The add-on represents a category of lightweight, developer-authored tooling that tends to proliferate around rapidly adopted AI products. Claude Code, since its broader release, has attracted a growing ecosystem of third-party integrations, wrappers, and quality-of-life utilities built by developers who encounter gaps between the tool's capabilities and ideal workflow integration. HaptifyClaude sits in that tradition — not extending Claude Code's underlying intelligence, but improving the ergonomics of working alongside it. The two-week real-world testing period the author references suggests the tool addresses a genuine, recurring pain point rather than a purely hypothetical one.

More broadly, the existence of such a utility underscores how agentic AI tools are reshaping human-computer interaction patterns in ways that existing notification and alert paradigms were not designed to handle.

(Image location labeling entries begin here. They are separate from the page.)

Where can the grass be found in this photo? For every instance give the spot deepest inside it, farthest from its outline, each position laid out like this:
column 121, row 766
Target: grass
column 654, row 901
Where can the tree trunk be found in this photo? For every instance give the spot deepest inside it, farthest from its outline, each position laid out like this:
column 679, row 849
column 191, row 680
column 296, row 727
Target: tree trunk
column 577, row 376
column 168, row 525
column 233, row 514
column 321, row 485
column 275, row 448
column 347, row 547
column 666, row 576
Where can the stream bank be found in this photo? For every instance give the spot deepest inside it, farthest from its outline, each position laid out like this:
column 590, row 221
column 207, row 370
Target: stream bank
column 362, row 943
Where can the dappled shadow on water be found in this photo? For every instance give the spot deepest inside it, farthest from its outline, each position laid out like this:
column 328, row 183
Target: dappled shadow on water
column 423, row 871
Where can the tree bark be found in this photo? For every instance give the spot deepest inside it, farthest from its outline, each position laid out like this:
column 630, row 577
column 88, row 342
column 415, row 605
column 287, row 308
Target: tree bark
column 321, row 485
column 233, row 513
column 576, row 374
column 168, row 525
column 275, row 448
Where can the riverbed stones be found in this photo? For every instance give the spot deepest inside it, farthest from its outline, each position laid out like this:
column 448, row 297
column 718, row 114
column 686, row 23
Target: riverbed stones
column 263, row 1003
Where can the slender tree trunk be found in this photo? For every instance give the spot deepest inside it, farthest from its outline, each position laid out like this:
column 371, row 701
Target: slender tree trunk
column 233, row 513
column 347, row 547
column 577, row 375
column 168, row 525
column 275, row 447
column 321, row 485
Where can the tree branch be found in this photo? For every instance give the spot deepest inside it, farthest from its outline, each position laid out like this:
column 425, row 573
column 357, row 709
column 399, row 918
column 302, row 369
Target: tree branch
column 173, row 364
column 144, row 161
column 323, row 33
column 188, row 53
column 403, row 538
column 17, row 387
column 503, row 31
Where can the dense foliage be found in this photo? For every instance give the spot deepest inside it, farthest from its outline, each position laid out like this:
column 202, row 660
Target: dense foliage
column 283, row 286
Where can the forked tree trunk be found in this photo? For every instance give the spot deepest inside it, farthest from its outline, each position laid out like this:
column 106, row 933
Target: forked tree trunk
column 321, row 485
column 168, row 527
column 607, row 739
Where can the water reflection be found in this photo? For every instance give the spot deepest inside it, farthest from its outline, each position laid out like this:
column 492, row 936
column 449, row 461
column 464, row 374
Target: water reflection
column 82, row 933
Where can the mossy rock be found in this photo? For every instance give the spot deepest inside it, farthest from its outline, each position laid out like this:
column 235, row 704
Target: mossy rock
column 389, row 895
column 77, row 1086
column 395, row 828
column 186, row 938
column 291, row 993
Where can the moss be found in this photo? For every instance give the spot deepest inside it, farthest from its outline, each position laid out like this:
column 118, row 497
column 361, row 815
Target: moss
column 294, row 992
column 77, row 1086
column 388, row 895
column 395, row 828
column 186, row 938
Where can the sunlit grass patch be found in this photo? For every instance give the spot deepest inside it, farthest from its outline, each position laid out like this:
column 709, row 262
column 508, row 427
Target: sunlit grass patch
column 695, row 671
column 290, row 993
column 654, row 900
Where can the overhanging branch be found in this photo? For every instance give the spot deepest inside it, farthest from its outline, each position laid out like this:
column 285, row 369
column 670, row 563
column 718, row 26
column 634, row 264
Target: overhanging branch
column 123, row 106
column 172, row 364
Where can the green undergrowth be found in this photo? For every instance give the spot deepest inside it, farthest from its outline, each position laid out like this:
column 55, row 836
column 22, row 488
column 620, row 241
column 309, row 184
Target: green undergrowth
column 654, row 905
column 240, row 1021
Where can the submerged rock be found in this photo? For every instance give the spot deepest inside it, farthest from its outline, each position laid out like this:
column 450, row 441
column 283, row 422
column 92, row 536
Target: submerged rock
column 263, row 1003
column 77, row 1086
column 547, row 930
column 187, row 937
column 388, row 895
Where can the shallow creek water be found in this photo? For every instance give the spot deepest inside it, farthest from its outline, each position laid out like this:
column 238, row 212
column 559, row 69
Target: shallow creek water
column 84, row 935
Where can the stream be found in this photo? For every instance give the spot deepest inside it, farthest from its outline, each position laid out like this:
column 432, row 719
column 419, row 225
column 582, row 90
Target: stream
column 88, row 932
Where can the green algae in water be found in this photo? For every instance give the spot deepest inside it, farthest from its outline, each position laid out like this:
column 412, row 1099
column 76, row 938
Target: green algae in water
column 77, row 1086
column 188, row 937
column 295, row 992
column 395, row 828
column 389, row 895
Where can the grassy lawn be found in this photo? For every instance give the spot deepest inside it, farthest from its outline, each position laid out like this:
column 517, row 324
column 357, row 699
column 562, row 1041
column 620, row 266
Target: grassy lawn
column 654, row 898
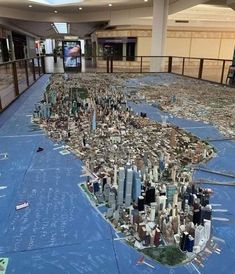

Traditional software notifications — sound alerts, badges, banners — assume an interaction model where the user is either actively engaged or briefly away. Agentic AI operates on longer, more unpredictable timescales, creating a need for ambient and persistent awareness mechanisms. Haptic feedback, historically used for button presses and scroll confirmation on Apple hardware, proves to be a surprisingly well-suited medium for this purpose, being both interruptive enough to capture attention and subtle enough not to be disruptive in shared environments. HaptifyClaude is a small but illustrative example of how developers are beginning to rethink peripheral and sensory interfaces in response to the behavioral demands of AI-assisted workflows.